Banyak orang masih memandang ibu rumah tangga sebagai pekerjaan yang sederhana. Gambaran klise yang sering muncul adalah sosok perempuan yang tinggal di rumah, mengurus anak, memasak, membersihkan, lalu beristirahat di sela waktunya. Namun, kenyataan di lapangan jauh lebih kompleks. Beban yang dihadapi seorang ibu rumah tangga bisa terasa lebih berat dari pekerja kantoran. Dari sinilah muncul pertanyaan yang kerap jadi bahan diskusi, benarkah ibu rumah tangga lebih rentan mengalami burnout?
Isu ini penting dibicarakan karena burnout bukan lagi sekadar istilah populer di dunia kerja, tetapi kondisi psikologis nyata yang bisa menimpa siapa saja. Rasa lelah berkepanjangan, kehilangan semangat, dan perasaan hampa bisa hadir pada siapapun, termasuk perempuan yang memutuskan untuk mengabdikan diri sepenuhnya di rumah. Jika biasanya burnout dibicarakan dalam konteks karier profesional, saatnya kita meninjau ulang dari perspektif lain, yaitu kehidupan seorang ibu rumah tangga.
Pekerjaan Rumah Tangga yang Tak Ada Ujungnya
Tidak ada jam kerja resmi bagi seorang ibu rumah tangga. Pekerja kantoran bisa menutup laptop ketika jam pulang tiba, namun seorang ibu rumah tangga tetap berjaga bahkan di tengah malam saat anak terbangun atau saat keluarga membutuhkan sesuatu. Aktivitas rutin yang tak pernah berhenti inilah yang membuat banyak ibu merasa energinya terkuras tanpa kesempatan pulih.
Meski terdengar sepele, pekerjaan seperti mencuci piring, menyapu, memasak, atau menemani anak belajar membutuhkan konsentrasi, energi, dan kesabaran. Saat dikerjakan setiap hari tanpa henti, pekerjaan ini bukan lagi sekadar rutinitas, melainkan maraton yang tak ada garis finisnya. Perasaan ini sering kali menjadi pemicu awal munculnya burnout.
Banyak orang mengira seorang ibu rumah tangga memiliki banyak waktu luang. Padahal justru sebaliknya, waktu luang nyaris tidak ada. Waktu istirahat kerap terganggu oleh kebutuhan keluarga. Belum lagi jika ada anak kecil yang menuntut perhatian ekstra. Ibu rumah tangga sering merasa seperti bekerja tanpa upah, tanpa penghargaan, dan tanpa ruang untuk dirinya sendiri. Kombinasi inilah yang membuat risiko burnout semakin besar.

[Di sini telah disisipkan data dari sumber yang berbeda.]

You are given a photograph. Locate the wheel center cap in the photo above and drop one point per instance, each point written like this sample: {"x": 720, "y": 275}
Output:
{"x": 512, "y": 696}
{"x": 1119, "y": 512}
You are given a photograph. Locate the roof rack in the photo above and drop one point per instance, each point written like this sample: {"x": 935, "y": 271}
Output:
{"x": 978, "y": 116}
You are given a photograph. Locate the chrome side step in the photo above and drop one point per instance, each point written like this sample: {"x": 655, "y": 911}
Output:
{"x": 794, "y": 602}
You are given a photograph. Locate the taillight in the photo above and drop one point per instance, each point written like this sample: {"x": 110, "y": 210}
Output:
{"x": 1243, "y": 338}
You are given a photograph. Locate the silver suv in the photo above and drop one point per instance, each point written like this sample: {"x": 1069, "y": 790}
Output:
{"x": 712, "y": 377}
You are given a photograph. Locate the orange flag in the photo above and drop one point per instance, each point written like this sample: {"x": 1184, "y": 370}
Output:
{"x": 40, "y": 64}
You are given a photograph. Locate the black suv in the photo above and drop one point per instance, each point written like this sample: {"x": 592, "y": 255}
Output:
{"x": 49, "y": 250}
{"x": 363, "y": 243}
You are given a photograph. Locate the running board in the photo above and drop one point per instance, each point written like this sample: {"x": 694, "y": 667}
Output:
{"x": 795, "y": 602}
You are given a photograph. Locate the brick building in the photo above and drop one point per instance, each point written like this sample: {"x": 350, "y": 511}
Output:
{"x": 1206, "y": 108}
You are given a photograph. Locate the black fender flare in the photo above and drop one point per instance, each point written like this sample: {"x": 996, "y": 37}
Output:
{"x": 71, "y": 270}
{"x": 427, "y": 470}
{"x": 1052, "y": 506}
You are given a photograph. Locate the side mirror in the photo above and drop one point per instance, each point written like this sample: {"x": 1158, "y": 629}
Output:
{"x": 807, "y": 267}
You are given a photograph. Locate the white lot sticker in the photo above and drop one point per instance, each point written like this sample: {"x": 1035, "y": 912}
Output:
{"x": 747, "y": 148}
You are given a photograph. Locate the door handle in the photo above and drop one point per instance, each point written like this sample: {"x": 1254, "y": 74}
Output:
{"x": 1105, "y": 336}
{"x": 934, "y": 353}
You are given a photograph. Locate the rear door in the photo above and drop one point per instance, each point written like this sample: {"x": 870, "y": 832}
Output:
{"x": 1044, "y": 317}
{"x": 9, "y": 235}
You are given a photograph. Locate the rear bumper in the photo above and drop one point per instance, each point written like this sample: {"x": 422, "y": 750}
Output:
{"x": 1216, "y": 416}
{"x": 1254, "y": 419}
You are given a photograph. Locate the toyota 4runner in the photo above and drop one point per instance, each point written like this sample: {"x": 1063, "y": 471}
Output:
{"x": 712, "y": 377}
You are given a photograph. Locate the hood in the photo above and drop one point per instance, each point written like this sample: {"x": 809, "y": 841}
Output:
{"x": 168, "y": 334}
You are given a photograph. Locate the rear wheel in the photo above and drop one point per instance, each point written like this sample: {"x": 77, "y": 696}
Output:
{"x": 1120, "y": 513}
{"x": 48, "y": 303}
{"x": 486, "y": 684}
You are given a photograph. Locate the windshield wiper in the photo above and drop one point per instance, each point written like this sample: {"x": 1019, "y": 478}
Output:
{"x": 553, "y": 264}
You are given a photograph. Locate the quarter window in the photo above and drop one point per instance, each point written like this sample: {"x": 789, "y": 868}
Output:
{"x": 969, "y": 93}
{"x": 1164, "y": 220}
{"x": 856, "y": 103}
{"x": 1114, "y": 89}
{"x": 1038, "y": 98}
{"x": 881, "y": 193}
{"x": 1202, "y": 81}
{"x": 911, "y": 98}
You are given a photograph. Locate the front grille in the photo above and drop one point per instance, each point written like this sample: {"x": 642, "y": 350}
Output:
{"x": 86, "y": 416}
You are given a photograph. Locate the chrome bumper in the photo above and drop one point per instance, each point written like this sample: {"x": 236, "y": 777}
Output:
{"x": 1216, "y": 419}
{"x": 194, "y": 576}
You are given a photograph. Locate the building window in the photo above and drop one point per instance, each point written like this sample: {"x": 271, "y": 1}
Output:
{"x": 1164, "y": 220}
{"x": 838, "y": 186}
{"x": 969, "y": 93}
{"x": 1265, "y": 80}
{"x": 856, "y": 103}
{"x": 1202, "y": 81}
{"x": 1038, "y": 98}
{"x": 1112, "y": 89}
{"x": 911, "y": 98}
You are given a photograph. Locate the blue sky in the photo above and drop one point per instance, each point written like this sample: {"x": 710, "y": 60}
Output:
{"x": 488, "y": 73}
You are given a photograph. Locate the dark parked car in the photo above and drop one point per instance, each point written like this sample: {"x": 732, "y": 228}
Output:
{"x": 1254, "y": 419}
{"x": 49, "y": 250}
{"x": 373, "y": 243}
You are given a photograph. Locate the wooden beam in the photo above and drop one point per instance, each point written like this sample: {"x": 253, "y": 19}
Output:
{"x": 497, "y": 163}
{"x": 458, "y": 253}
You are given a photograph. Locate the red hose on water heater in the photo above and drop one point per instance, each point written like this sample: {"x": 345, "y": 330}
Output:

Dimensi Psikologis yang Sering Diabaikan
Burnout bukan hanya soal kelelahan fisik, melainkan juga kelelahan mental dan emosional. Banyak ibu rumah tangga merasa tidak mendapatkan pengakuan atas kerja keras mereka. Sebagian besar hasil kerja rumah tangga dianggap hal biasa, bahkan kewajiban. Hampir tidak ada yang merayakan keberhasilan ibu dalam menjaga rumah tetap rapi atau memastikan keluarga mendapat makanan sehat setiap hari.

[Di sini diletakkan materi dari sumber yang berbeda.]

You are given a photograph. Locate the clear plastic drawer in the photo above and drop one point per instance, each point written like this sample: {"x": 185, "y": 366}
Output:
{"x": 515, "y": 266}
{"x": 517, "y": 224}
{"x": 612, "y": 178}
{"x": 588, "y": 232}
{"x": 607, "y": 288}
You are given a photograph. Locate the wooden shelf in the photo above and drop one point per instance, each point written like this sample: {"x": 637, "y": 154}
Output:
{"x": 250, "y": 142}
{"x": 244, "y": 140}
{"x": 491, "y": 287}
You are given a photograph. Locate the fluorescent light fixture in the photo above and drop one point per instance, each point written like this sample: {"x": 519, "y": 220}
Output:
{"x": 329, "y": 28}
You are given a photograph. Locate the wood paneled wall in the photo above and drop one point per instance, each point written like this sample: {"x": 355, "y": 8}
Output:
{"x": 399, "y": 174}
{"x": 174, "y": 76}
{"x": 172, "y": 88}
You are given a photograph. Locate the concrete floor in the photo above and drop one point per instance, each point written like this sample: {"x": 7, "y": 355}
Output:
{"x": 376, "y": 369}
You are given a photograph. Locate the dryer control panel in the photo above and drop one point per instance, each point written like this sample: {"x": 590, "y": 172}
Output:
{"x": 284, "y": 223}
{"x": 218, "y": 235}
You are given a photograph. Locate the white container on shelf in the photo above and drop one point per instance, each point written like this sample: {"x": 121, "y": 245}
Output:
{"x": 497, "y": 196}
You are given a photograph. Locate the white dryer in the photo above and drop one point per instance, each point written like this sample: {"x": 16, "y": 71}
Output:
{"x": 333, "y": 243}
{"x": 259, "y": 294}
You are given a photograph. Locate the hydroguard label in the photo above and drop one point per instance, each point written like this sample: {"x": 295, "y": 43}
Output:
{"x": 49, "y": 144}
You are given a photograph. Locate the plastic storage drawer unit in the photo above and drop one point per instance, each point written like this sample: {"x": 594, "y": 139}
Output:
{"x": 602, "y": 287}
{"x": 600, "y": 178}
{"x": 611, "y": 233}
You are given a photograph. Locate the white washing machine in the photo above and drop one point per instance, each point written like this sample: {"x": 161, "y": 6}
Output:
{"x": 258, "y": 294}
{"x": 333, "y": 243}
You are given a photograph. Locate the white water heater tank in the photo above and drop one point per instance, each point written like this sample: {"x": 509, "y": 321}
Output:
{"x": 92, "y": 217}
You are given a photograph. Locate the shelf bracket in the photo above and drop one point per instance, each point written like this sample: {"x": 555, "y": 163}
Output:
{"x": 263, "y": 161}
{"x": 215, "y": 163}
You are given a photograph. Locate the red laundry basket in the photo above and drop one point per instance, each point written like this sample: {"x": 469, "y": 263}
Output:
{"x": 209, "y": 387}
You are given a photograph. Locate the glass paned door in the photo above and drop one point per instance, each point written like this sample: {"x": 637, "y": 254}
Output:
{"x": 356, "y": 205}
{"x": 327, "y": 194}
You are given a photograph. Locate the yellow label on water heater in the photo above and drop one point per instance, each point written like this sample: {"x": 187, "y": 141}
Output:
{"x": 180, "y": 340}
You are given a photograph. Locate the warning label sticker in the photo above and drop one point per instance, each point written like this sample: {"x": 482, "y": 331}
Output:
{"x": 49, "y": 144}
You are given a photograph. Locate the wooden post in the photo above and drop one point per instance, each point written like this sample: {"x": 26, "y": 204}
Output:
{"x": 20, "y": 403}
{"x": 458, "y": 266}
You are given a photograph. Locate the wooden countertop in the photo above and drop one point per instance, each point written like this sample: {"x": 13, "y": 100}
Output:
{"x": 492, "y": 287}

Ketika upaya besar terasa seolah tidak bernilai, timbul perasaan hampa. Dari sinilah muncul perasaan kesepian, tidak berarti, bahkan kehilangan identitas diri. Seorang ibu rumah tangga bisa merasa dirinya hanyalah mesin yang mengurus kebutuhan orang lain, bukan individu dengan mimpi dan keinginan.

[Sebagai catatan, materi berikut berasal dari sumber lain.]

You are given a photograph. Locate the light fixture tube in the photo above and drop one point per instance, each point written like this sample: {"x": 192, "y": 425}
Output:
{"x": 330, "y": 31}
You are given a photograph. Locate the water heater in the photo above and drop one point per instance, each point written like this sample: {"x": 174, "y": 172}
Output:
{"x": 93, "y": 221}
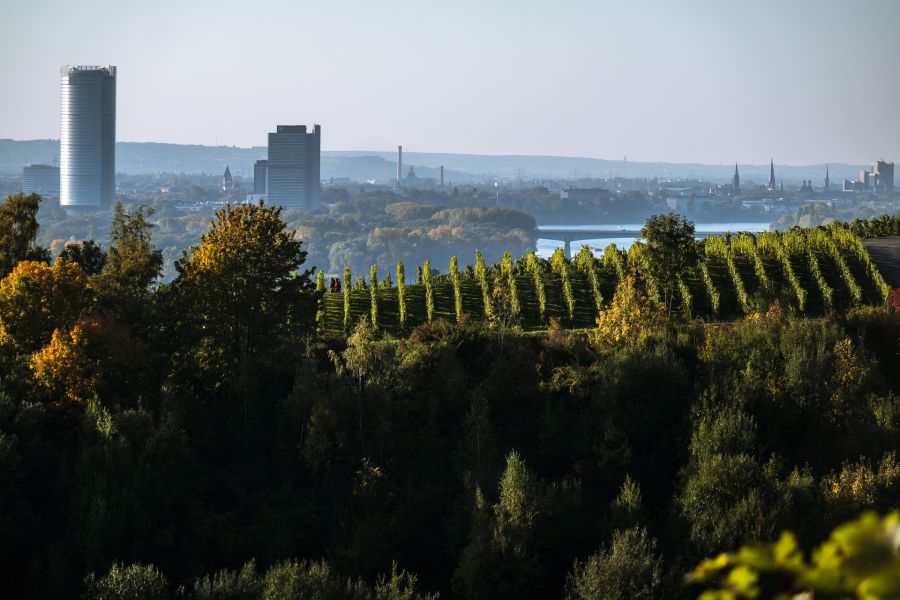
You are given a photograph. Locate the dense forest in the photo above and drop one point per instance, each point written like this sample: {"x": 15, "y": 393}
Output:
{"x": 207, "y": 438}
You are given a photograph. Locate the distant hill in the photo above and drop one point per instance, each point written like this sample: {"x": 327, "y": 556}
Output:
{"x": 151, "y": 157}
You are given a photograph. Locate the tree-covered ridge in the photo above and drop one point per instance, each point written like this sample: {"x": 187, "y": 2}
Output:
{"x": 809, "y": 271}
{"x": 202, "y": 440}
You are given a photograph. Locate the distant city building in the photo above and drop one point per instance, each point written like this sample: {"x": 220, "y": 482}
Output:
{"x": 883, "y": 174}
{"x": 584, "y": 194}
{"x": 292, "y": 170}
{"x": 227, "y": 181}
{"x": 879, "y": 179}
{"x": 87, "y": 141}
{"x": 41, "y": 179}
{"x": 259, "y": 177}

Lebih jauh lagi, ada dimensi sosial yang memperburuk kondisi ini. Budaya masyarakat masih sering memandang remeh peran ibu rumah tangga. Banyak yang menganggap perempuan yang tidak bekerja di luar rumah berarti kurang produktif. Tekanan semacam ini membuat ibu rumah tangga sering kali merasa terjebak di persimpangan antara menjalankan tanggung jawab keluarga dan mencari pengakuan sosial. Kondisi ini tentu menjadi pupuk subur bagi burnout untuk tumbuh.